Handshouse hosted a La Forêt Model Project workshop for Norwell High School students at our studio center in Norwell.
Students joined us September 27th during their “Norwell Cares Day,” an annual event Norwell High School organizes to send groups of students to volunteer for non-profits in the local area.
Handshouse has a been part of the Norwell Cares Day program since 2018, when Jennifer Greenberg first reached out to offer to send a group of students to help us with grounds maintenance or whatever Handshouse could use a group of teen volunteers time for. In true Handshouse fashion, we chose to engage this donation of student energy as a reciprocal opportunity. We learn-by-doing at Handshouse, so this gift of a few hours of attention with a group of willing participants is an excellent help to us in exploring new ways to share our unique hands-on learning experiences to many audiences.
This year, we invited Norwell High School students to join us in answering questions we were exploring about the La Forêt Model Project.
We are often asked to exhibit our Notre-Dame Project’s model of La Forêt for groups of participants who have little to no exposure to building and carpentry, so we have been honing our model assembly workshop to be accessible and interesting to all audiences. Given Handshouse’s mission to create hands-on learning opportunities, we like to find ways to make even our exhibitions chances to offer hands-on on learning as well. For this Norwell Cares Day, we were excited to welcome these students into the assembly process and recieve their feedback on how to make this learning process even more dynamic.
The La Forêt Model is a 1:10 scale reconstruction of the choir section of Notre-Dame de Paris’s timber roof structure. Though nearing completion, the model is a constant work in progress that we have been building and rebuilding in workshops offered to participants around the US. Currently, the model is over 17 feet long and must be broken down and put back together every time it is exhibited. The process of reassembling the 1:10 white oak structure is a bigger job than it would seem, yet at the same time an excellent opportunity for participants to get inside the architecture of Notre-Dame de Paris hands-on.

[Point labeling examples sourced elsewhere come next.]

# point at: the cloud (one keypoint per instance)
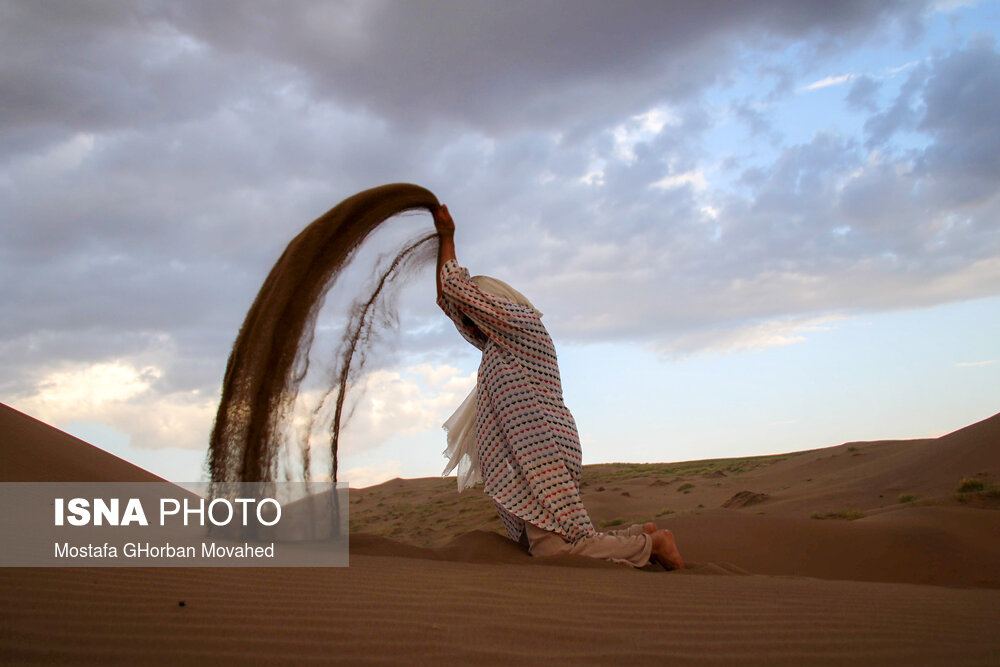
(362, 476)
(120, 395)
(747, 337)
(828, 81)
(632, 167)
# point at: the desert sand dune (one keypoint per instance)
(909, 583)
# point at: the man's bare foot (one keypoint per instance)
(665, 550)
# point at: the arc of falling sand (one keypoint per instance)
(270, 356)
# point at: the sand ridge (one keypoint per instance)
(909, 583)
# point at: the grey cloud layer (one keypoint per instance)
(156, 157)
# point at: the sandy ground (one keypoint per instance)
(908, 576)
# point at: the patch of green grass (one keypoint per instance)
(971, 485)
(844, 515)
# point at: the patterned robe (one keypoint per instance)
(526, 438)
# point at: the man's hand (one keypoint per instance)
(443, 222)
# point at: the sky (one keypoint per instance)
(752, 227)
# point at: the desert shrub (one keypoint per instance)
(971, 485)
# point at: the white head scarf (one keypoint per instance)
(461, 426)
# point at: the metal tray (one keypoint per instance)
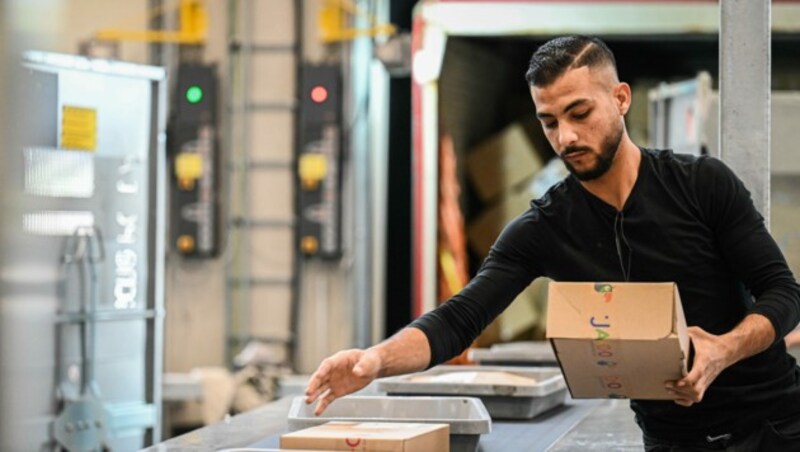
(524, 353)
(502, 401)
(467, 417)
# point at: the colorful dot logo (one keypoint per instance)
(606, 289)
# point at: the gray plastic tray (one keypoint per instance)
(501, 401)
(467, 416)
(523, 353)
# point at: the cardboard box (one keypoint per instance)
(371, 436)
(484, 230)
(618, 340)
(502, 162)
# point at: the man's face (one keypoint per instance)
(581, 114)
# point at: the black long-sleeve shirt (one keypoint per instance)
(689, 220)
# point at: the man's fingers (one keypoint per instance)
(326, 399)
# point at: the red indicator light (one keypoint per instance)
(319, 94)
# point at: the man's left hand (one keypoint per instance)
(712, 354)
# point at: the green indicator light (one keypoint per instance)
(194, 94)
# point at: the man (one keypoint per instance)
(629, 214)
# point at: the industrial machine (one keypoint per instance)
(83, 288)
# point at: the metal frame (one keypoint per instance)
(435, 21)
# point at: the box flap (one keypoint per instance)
(611, 310)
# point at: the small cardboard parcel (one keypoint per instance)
(370, 436)
(618, 340)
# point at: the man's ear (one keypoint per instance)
(622, 96)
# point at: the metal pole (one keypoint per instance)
(744, 85)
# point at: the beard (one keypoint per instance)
(604, 159)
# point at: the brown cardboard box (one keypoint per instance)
(618, 340)
(484, 230)
(502, 162)
(371, 436)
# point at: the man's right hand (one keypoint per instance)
(343, 373)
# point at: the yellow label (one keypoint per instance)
(79, 128)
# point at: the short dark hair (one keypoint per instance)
(553, 58)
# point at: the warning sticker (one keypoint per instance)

The Norwell High School students were eager to engage with the complex mortise and tenon joinery of the trusses of Notre-Dame’s intricate timber roof structure. Some of the students even took initiative to work independently, through trial and error, on parts of the process with their peers. Others helped Notre-Dame Project leaders practice possible small group demonstrations and troubleshoot ways to have groups of various sizes and experiences explore the distinct structure of each the unique primary trusses. We were given the chance to practice offering the workshop with participants who might not have experience working with the processes or materials, or who were only able to work together for a short period of time. This is incredibly valuable to Handshouse, and in the process, a group of young people got to experience a way of thinking with their bodies and interacting with forms in space that they do not get to experience every day.
The workshop proved to be an astonishing success! In addition to completely assembling the model much more quickly than anticipated, we all had an opportunity to participate in meaningful hands-on experiences with this history and walk away from the day having learned something new.